Rénovation énergétique des logements, interdiction de la publicité sur écran dans l'espace public, renforcement du bonus-malus sur les véhicules... Après plusieurs mois de travail, interrompus par la réforme des retraites et le confinement, les 150 personnes tirées au sort pour mener la convention citoyenne sur le climat se réunissent ce vendredi et jusqu'à dimanche pour voter les propositions sur le climat et la justice sociale qu'ils ont élaborées.

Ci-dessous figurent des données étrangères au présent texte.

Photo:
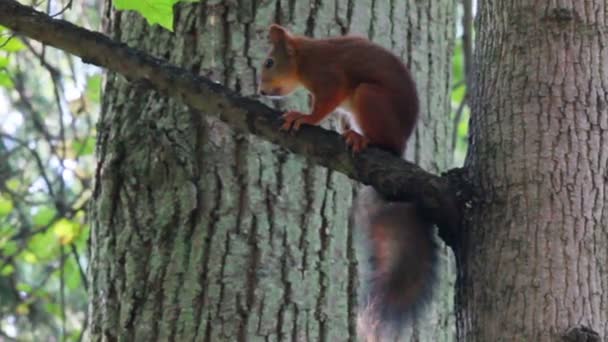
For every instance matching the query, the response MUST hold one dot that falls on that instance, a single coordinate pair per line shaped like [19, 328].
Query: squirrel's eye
[269, 63]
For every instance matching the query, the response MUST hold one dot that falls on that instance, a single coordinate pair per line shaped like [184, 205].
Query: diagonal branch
[393, 177]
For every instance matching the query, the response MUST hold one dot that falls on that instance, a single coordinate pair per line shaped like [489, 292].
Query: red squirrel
[376, 89]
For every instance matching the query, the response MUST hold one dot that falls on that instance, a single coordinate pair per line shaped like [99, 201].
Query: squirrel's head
[279, 75]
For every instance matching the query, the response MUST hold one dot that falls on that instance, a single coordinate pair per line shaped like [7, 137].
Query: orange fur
[350, 72]
[375, 87]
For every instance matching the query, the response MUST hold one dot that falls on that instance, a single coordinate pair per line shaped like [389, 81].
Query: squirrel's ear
[278, 35]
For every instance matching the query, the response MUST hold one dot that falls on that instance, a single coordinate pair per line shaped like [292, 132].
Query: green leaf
[155, 11]
[11, 44]
[6, 206]
[72, 275]
[24, 287]
[458, 64]
[8, 248]
[44, 216]
[43, 246]
[7, 270]
[66, 230]
[458, 95]
[84, 148]
[5, 81]
[93, 91]
[53, 308]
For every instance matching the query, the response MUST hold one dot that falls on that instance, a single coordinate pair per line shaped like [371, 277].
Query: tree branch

Ces mesures, qui seront ensuite soumises au gouvernement, pourraient faire l'objet d'un référendum, a indiqué ce vendredi sur France info la ministre de la Transition écologique et solidaire.

"Un référendum est envisageable si les citoyens le demandent", a affirmé Elisabeth Borne qui estime qu'un référendum sur les enjeux écologiques "serait très bien".

Jugeant "important" que les Français soient "acteurs de propositions", la ministre a précisé que certaines de ces mesures étaient "finalisées". "La logique, c'est qu'elles soient transmises sans filtre, soit au Parlement, soit à référendum", a-t-elle poursuivi.

De son côté, Emmanuel Macron s'est déjà dit à plusieurs reprises favorable au recours au référendum pour certaines propositions de la Convention. En janvier dernier, lors d'une rencontre avec les 150 citoyens, le chef de l'Etat avait estimé qu'il faudrait "sur quelques mesures en appeler à un référendum, car c'est ce qui permettra de partager avec tout le monde la préoccupation sur le sujet".